Ad un certo punto uscì un’infermiera sorridente che portava una creatura coi capelli rossi e i piedi minuscoli: non per dire, ma nonostante fosse notevolmente sottopeso era proprio carina, neanche tanto stropicciata.
L’infermiera mi disse che era andato tutto bene e prima di accompagnarmi da mia moglie mi chiese il nome da scrivere sul registro: avevamo deciso per quello di mia mamma, Anna Maria. Nel dubbio che potesse sbagliare specificai, aiutandomi col labiale: “Anna-staccato-Maria” e lei stava scrivendo davvero così, condannando la pargola a un futuro di scherno.
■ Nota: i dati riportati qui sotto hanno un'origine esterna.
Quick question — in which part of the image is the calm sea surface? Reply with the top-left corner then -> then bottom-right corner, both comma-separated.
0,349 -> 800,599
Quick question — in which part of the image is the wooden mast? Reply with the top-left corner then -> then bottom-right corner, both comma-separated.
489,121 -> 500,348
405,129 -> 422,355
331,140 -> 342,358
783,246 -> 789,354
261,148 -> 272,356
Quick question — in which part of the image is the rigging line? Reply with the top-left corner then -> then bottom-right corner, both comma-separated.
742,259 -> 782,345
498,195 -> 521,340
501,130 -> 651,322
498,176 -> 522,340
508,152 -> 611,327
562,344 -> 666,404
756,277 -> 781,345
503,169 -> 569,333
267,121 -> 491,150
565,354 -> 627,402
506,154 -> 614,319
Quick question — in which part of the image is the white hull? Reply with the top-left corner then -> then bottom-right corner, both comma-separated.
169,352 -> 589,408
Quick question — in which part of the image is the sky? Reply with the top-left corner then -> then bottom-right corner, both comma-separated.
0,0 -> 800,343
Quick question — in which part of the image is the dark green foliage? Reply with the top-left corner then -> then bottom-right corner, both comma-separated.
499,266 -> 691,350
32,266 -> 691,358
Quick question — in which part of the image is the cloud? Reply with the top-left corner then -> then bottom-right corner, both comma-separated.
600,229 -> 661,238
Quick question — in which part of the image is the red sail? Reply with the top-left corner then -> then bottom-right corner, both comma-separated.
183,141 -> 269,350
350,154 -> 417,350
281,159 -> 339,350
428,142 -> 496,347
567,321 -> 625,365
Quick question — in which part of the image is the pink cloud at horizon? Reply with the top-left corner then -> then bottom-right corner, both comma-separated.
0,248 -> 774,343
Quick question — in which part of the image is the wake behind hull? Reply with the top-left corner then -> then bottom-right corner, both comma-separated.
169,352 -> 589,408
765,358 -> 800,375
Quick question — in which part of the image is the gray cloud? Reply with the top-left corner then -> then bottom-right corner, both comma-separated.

Così saltai a piè pari la mia relazione in tedesco davanti al plotone di esecuzione, rimasi a Milano per tutto il tempo dell’incubatrice e poi a casa con le due donne, che qualche mese dopo avrebbero preso – anche loro – un biglietto di sola andata per Colonia.
L’anno scorso, a casa dei miei, ho trovato una scatola con vecchi documenti, tra cui il passaporto di mia mamma, che è morta quando avevo un anno e non ho mai conosciuto: si chiamava Annamaria, tutto attaccato.